In the previous hearing on 17th May, it was argued by Mr. Parasaran that mosque is not essential to Islam. It was also argued that Ayodhya has a “special significance” for Hindus in a manner similar to Mecca and Medina for Muslims.
Today’s hearing began with Rajeev Dhavan arguing that the judgment in Ismail Faruqui case needs to be reconsidered. He stressed that the essential religious practice test requires the court to ‘examine’ if the practice is essential and integral. In Ismail Faruqui the court had failed to ‘examine’ whether a mosque is essential to Islam or not. He argued that the court could interpret it in any way as long as it examined the issue in detail. Consequently, he requested the bench to refer the matter to a larger bench.
It was at this point that the respondent’s counsel referred to Islamic texts to prove that a mosque is not essential to Islam. Furthermore, he also claimed that according to Prophet Mohammed only a few mosques are essential which are situated outside the borders of India.
When pressed by the bench to argue as to why a larger bench should not hear this issue, the counsel did not address the point directly. During the counsel’s exposition on the tenets of Islam for over half an hour, the judges could be seen conferring amongst themselves.
Mr. Rajeev Dhavan resumed his arguments by claiming that Islam is essentially a congregation. A Friday prayer in a mosque should be perceived as a congregation and hence a mosque is essential to Islam. Bhushan J observed that a mosque is essential to Islam but the question was whether a prayer inside a mosque is essential or not.

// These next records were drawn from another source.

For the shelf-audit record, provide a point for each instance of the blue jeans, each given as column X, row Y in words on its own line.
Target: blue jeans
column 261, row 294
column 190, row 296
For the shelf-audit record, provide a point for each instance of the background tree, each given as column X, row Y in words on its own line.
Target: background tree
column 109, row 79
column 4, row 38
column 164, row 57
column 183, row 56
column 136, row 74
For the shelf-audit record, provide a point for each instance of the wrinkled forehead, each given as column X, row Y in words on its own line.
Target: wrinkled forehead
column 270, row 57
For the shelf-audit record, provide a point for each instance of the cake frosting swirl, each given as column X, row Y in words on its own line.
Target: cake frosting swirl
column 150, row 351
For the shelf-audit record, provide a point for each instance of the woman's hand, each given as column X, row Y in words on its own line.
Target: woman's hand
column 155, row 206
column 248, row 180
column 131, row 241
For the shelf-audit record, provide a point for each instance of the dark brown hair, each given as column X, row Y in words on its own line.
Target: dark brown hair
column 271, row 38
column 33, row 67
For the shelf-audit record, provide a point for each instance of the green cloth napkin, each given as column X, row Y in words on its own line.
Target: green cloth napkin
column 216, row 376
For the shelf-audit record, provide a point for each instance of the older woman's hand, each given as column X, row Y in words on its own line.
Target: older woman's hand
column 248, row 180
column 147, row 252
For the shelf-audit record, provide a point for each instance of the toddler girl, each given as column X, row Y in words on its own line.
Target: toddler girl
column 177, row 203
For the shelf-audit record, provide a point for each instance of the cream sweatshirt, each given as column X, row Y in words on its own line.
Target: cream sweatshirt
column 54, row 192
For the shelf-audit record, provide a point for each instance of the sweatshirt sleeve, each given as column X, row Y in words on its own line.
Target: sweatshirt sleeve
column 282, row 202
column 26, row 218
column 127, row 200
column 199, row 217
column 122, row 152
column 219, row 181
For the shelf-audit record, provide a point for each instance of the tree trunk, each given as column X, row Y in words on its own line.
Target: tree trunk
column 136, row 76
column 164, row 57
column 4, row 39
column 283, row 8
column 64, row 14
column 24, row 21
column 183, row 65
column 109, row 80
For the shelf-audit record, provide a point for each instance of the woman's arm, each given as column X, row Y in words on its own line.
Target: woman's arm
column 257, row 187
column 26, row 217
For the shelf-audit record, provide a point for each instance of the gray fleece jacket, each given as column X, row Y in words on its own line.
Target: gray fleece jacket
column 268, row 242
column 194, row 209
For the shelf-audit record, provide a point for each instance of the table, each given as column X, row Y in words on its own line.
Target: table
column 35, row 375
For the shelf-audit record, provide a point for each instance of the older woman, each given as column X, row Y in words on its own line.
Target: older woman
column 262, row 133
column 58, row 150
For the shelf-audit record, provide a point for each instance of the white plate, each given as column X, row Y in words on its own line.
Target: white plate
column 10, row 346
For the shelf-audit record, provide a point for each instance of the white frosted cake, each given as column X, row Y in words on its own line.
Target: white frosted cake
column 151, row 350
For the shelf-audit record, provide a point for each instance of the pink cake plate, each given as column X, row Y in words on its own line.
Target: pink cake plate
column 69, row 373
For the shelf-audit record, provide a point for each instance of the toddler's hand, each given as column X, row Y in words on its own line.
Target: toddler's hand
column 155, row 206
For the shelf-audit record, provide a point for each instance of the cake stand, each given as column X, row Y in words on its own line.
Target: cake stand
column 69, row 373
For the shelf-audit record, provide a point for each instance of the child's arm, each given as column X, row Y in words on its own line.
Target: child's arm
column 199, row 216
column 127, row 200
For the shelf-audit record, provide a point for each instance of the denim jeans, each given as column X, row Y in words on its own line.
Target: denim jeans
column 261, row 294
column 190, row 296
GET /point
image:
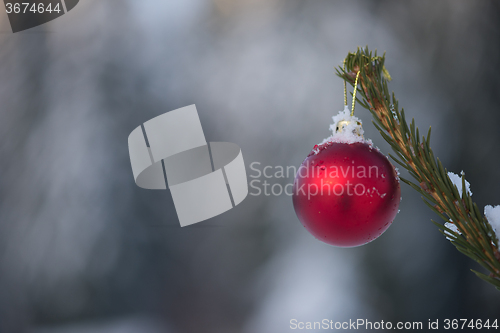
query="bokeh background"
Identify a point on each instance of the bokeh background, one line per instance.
(82, 249)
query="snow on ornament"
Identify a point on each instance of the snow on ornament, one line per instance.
(346, 192)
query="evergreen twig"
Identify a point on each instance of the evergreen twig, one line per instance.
(476, 238)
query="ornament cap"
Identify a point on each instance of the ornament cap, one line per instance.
(345, 125)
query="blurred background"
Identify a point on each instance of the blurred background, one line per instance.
(83, 249)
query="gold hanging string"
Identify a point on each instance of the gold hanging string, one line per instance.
(354, 93)
(345, 89)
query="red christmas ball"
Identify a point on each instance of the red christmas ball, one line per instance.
(346, 194)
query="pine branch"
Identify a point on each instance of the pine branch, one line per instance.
(476, 237)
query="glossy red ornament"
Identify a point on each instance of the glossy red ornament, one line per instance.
(346, 194)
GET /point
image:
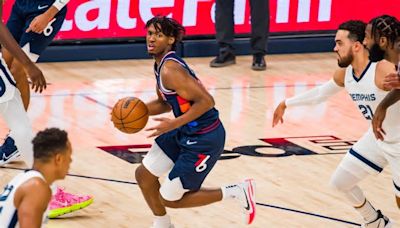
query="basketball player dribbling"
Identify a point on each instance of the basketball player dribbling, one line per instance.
(187, 146)
(363, 80)
(34, 24)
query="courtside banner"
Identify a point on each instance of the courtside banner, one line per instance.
(107, 19)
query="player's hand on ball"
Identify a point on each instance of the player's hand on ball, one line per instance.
(164, 126)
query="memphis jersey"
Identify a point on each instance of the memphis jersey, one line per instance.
(364, 92)
(180, 105)
(7, 83)
(8, 212)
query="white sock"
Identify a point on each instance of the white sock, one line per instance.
(162, 221)
(367, 211)
(230, 191)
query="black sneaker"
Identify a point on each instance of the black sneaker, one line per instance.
(258, 62)
(224, 58)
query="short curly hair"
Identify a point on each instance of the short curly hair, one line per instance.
(356, 29)
(385, 26)
(168, 26)
(49, 142)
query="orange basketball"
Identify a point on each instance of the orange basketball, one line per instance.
(130, 115)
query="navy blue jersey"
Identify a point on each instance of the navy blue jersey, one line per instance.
(22, 14)
(206, 122)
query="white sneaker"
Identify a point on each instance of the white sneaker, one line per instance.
(380, 222)
(247, 198)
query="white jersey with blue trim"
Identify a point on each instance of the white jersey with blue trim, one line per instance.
(7, 82)
(364, 92)
(8, 212)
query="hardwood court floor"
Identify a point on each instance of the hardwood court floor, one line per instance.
(292, 191)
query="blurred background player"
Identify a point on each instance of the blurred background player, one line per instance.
(34, 24)
(187, 146)
(383, 41)
(363, 80)
(26, 197)
(224, 27)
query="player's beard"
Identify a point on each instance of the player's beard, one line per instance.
(376, 53)
(345, 61)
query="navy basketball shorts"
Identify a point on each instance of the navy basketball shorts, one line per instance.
(193, 155)
(22, 14)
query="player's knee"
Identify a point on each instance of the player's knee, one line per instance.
(171, 192)
(337, 184)
(18, 72)
(144, 178)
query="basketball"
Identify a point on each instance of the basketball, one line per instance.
(130, 115)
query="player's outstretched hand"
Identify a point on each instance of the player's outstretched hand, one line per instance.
(37, 78)
(165, 126)
(278, 113)
(392, 81)
(377, 121)
(38, 24)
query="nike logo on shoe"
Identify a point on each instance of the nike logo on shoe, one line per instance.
(188, 142)
(42, 7)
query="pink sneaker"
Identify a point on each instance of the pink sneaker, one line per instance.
(63, 203)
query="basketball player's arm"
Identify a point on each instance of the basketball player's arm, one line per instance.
(384, 71)
(31, 201)
(176, 78)
(158, 106)
(312, 96)
(6, 39)
(40, 22)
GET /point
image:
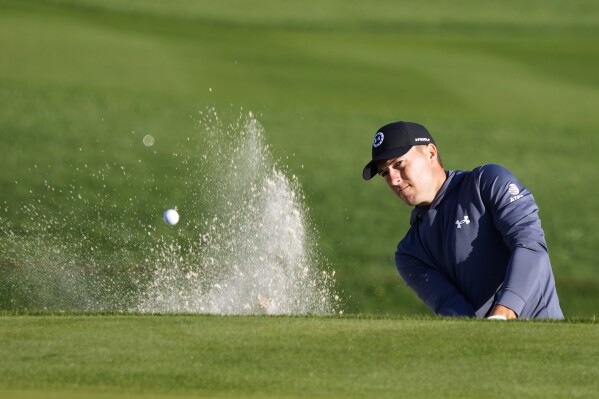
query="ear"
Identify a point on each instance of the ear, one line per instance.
(431, 151)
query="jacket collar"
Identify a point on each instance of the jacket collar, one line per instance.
(454, 177)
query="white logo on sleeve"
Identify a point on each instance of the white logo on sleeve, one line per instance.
(514, 191)
(459, 223)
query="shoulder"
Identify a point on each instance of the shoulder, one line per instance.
(490, 171)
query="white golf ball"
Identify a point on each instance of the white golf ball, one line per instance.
(171, 217)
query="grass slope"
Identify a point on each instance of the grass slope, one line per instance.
(81, 82)
(255, 357)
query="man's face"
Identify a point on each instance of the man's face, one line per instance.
(413, 177)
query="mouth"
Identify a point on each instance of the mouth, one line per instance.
(399, 189)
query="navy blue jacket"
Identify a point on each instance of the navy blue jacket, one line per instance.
(479, 243)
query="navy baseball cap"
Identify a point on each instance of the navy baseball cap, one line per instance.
(394, 140)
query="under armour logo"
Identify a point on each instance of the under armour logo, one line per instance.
(459, 223)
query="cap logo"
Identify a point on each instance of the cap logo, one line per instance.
(378, 139)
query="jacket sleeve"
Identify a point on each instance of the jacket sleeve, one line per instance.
(516, 216)
(438, 293)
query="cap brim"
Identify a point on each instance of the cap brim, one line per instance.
(370, 170)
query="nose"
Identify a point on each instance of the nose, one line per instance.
(394, 176)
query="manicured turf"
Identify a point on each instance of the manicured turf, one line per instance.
(81, 82)
(263, 357)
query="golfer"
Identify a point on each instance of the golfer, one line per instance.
(475, 247)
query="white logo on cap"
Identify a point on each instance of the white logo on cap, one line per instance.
(378, 139)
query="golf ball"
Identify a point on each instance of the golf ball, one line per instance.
(171, 216)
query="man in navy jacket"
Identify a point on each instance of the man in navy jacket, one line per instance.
(475, 247)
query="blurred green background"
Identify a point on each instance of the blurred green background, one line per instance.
(514, 83)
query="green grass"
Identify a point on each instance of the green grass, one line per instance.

Mr. Rajeev Dhavan then shifted his arguments by referring to Article 25 and 26 of the Constitution. He advanced the position that Article 25 and 26 are matters of delicacy. CJI Misra nodded in agreement with this particular point.
ASG Tushar Mehta argued that Ismail Faruqui was decided in 1994 but no one challenged the decision at that point of time. He also submitted that the doctrine of res judicata should apply in this particular issue.
CJI Dipak Misra requested Mr. Rajeev Dhavan to argue on the point of the res judicata in the next hearing on July 13, 2018.
As the hearing came to a close, CJI Misra observed that he was confused if Mr. Rajeev Dhavan was an agnostic, atheist or a mystic. Mr. Rajeev Dhavan promptly replied that many multitudes lie within him. The conversation veered towards some references to the poet Robert Browning.